Depending on the model, we have the following conclusions:
Grey Box Model: The analogy of Ohm’s Law was applied to determine some characteristic parameters of the study area, such as hydraulic conductivity per tree (1/R) and water storage (C). The model used, as an input variable, the latent heat (LE) registered by the measurement tower, and by using the MATLAB software, the development of the equations in state space was obtained that would indicate the respective values for the resistances and capacitances existing in the model. Carrying out the respective runs for each month, it was not possible to obtain physical values that represented the behavior of the species, the system required more information to achieve the connection between the flows recorded by the tower and the conditions of the selected species. Nine behaviors were found and the one with the fewest variations was selected, and then validated with the days 11 May and 2 June. The model improved its ability to predict behavior, but the coefficient R2 obtained was still low (0.37 and 0.43).
Black Box Model: A black box model was applied and developed through the application of neural networks using the Deep Learning package of MATLAB software. The use of neural networks for the prediction of energy flows (LE, H, FC) was highly effective, obtaining R2 values greater than 0.86 in the runs carried out in January and September 2018.
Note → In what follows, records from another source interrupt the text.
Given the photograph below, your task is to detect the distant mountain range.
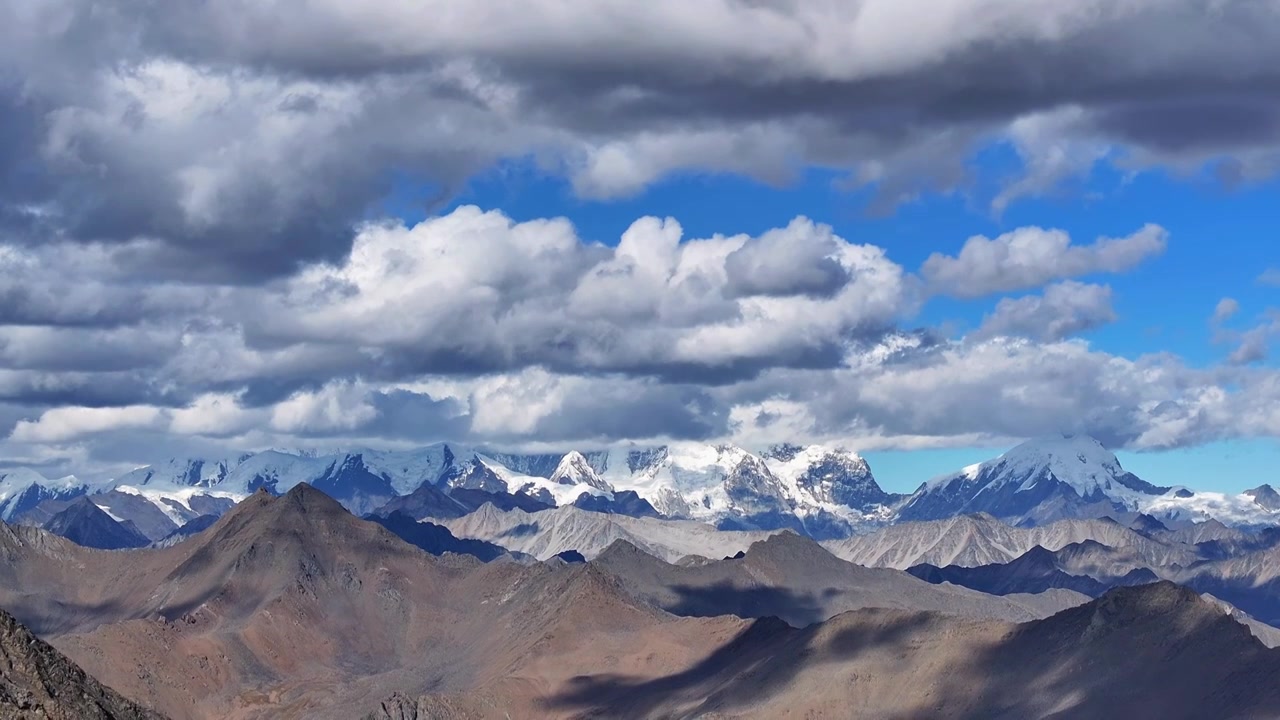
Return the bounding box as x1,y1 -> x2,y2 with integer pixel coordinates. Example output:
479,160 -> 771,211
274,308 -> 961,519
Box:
0,483 -> 1280,719
0,437 -> 1280,550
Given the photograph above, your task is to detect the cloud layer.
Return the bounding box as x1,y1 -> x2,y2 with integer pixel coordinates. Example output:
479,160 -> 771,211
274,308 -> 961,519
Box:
0,206 -> 1280,479
0,0 -> 1280,468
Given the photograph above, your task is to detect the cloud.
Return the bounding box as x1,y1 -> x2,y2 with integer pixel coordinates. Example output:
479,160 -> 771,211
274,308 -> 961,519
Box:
1210,297 -> 1240,325
0,198 -> 1280,474
1228,311 -> 1280,365
974,281 -> 1116,341
9,405 -> 161,443
920,224 -> 1169,299
0,0 -> 1280,280
732,336 -> 1280,450
246,208 -> 914,380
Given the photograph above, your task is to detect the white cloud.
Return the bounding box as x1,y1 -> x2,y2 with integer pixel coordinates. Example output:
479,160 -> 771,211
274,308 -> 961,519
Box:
975,281 -> 1116,341
270,382 -> 378,434
920,224 -> 1169,297
9,405 -> 163,443
1211,297 -> 1240,325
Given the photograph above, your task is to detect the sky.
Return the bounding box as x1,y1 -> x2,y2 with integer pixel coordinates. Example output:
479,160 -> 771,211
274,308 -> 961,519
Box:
0,0 -> 1280,491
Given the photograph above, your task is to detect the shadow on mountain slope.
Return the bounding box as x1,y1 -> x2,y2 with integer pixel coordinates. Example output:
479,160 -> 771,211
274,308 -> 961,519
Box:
543,614 -> 932,719
543,583 -> 1280,720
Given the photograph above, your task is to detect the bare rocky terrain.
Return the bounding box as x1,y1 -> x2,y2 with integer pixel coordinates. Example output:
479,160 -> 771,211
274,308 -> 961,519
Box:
0,602 -> 161,720
0,484 -> 1280,720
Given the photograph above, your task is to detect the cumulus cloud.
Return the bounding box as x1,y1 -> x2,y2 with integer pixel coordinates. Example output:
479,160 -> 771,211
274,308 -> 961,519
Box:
1226,311 -> 1280,365
0,0 -> 1280,278
735,336 -> 1280,448
1210,297 -> 1240,325
920,224 -> 1169,297
974,281 -> 1116,341
246,208 -> 914,380
0,198 -> 1264,473
9,405 -> 161,443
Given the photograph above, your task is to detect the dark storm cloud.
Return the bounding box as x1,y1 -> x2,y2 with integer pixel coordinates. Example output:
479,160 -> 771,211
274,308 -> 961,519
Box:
0,0 -> 1280,279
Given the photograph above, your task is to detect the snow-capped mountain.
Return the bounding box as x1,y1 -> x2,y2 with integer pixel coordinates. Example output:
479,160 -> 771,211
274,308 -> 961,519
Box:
604,443 -> 900,537
0,468 -> 88,521
549,450 -> 613,492
899,436 -> 1280,525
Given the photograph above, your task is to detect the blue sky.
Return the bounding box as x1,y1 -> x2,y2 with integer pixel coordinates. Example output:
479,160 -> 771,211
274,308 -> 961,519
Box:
427,158 -> 1280,492
0,0 -> 1280,489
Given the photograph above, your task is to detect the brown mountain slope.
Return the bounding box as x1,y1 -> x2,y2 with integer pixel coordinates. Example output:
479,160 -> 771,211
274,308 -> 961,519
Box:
0,610 -> 163,720
12,486 -> 1280,720
0,486 -> 740,719
370,583 -> 1280,720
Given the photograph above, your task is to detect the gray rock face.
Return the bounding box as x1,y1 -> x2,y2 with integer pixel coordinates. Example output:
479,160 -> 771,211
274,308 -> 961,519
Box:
1244,486 -> 1280,512
0,610 -> 163,720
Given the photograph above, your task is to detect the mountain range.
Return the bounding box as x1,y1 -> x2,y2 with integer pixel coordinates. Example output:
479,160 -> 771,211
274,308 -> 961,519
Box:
0,483 -> 1280,720
0,436 -> 1280,550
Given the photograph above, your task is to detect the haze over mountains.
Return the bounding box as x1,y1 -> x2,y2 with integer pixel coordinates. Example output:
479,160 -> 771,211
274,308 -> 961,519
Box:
0,437 -> 1280,720
0,437 -> 1280,550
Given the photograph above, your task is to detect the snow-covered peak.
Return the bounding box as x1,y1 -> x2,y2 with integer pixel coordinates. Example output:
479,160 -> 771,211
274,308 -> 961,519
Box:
764,445 -> 870,477
550,450 -> 613,492
925,436 -> 1132,497
113,455 -> 240,488
0,468 -> 87,521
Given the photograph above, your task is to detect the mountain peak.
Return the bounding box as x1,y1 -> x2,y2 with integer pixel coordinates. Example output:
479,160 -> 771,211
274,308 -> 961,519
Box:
550,450 -> 613,492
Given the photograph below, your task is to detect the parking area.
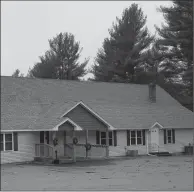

As mangrove areas are lost to the development of poorly planned economic activities, the efficiency with which mangrove forests manage to fix and store one of the gases that contribute to the greenhouse effect begins to reduce. The modification of the hydroperiod in these areas could accelerate the process of emission of gases such as methane, considering that the areas are exposed to the open sky [
66]. From another perspective, maintaining and recovering these mangrove areas would represent direct support for the reduction of emissions in these areas, the main contribution of the research being the reinforcement of the process of obtaining data that allows showing the economic and environmental contribution of these areas for the generation and modification of government policies for the protection and rehabilitation of these ecosystems.